On 21 June 2019, the European Banking Authority (EBA) published an opinion on the elements of strong customer authentication (SCA) under the second Payment Services Directive 2015/2366 (PSD2). The opinion addressed some concerns about the ability of certain actors in the payments chain to ensure compliance with SCA rules in time for the 14 September 2019 start date. The EBA also took the opportunity to provide a non-exhaustive list of the authentication approaches currently being observed in the market and whether these would be considered SCA compliant.
SCA is defined under PSD2 as an “authentication based on the use of two or more elements categorised as knowledge (something only the user knows), possession (something only the user possesses) and inherence (something the user is) that are independent, in that the breach of one does not compromise the reliability of the others, and are designed in such a way as to protect the confidentiality of the authentication data.”

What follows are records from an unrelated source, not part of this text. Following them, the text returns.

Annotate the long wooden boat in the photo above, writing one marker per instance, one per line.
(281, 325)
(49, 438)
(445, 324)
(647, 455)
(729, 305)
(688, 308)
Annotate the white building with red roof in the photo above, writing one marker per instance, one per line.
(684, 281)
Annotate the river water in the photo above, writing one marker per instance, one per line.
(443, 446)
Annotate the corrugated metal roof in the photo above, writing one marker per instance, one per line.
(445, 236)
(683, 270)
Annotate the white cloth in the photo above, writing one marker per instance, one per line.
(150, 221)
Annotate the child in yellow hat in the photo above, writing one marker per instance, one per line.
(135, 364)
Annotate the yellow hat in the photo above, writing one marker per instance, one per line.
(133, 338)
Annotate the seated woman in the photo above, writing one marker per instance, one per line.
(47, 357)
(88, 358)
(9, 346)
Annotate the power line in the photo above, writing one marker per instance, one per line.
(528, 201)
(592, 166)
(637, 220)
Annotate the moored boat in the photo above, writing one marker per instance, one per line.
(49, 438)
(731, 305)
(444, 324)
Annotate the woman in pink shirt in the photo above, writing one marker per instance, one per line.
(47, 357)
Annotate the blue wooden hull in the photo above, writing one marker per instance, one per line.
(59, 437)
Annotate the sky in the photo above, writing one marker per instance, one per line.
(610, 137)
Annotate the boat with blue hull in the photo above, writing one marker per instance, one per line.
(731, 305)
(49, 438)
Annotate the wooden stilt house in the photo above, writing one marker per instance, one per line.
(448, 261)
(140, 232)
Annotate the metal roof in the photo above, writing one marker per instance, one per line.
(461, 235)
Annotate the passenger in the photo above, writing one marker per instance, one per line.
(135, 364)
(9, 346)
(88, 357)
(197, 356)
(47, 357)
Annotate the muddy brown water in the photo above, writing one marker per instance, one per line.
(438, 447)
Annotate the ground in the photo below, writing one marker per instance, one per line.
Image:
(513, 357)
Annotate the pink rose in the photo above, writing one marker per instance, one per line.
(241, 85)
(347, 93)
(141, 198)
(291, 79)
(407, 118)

While the EBA reiterated its opinion that sufficient time has been available to the industry to facilitate compliance with SCA requirements from 14 September 2019, it acknowledged the complexity and logistical challenges inherent in the implementation of those requirements, particularly for non-payment service provider entities involved in the payments chain like e-merchants.
The EBA has therefore accepted that, “on an exceptional basis and in order to avoid unintended negative consequences for some payment service users after 14 September 2019″, national competent authorities may decide to work with payment service providers and relevant stakeholders (including consumers and merchants) to “provide limited additional time to allow issuers to migrate to authentication approaches that are compliant with SCA”. The EBA stressed that such delays will only be available where payment service providers have agreed a migration plan with the competent authority. It is hoped that this additional supervisory flexibility will help merchants handle the transition.
The EBA’s Opinion also provided some commentary on the SCA measures which payment service providers are currently implementing and whether these would be compliant with the inherence, possession, and knowledge definitions under PSD2.
For inherence (defined as something the user is), the EBA stressed that this may include behavioural biometrics identifying the specific authorised user (such as retina and iris scanning, fingerprints and voice recognition). According to the EBA, it would not include information transmitted using a communication protocol like the EMV 3-D Secure version 2.0 or a memorised swiping path.
With regards to possession (defined as something only the user possesses), the EBA stated that possession of a device generating a one-time password or software token, a card evidenced by a card reader or a card with possession evidenced by a dynamic security code would all suffice as valid evidence of possession. However, the EBA is currently of the view that applications installed on a device or cards with possession evidenced by knowledge of card details would not meet the requirements.
In relation to knowledge (defined as something on the user knows) the EBA noted that a password, pin, passphrase, memorised swiping path and knowledge-based responses to challenges or questions would all constitute a valid knowledge element. In contrast, card details, email addresses, user names or one time passwords would not provide sufficient evidence of knowledge for the purposes of the SCA.
The EBA hopes that the additional guidance in its opinion will provide sufficient clarity to payment service providers as the 14 September 2019 SCA implementation date moves ever closer.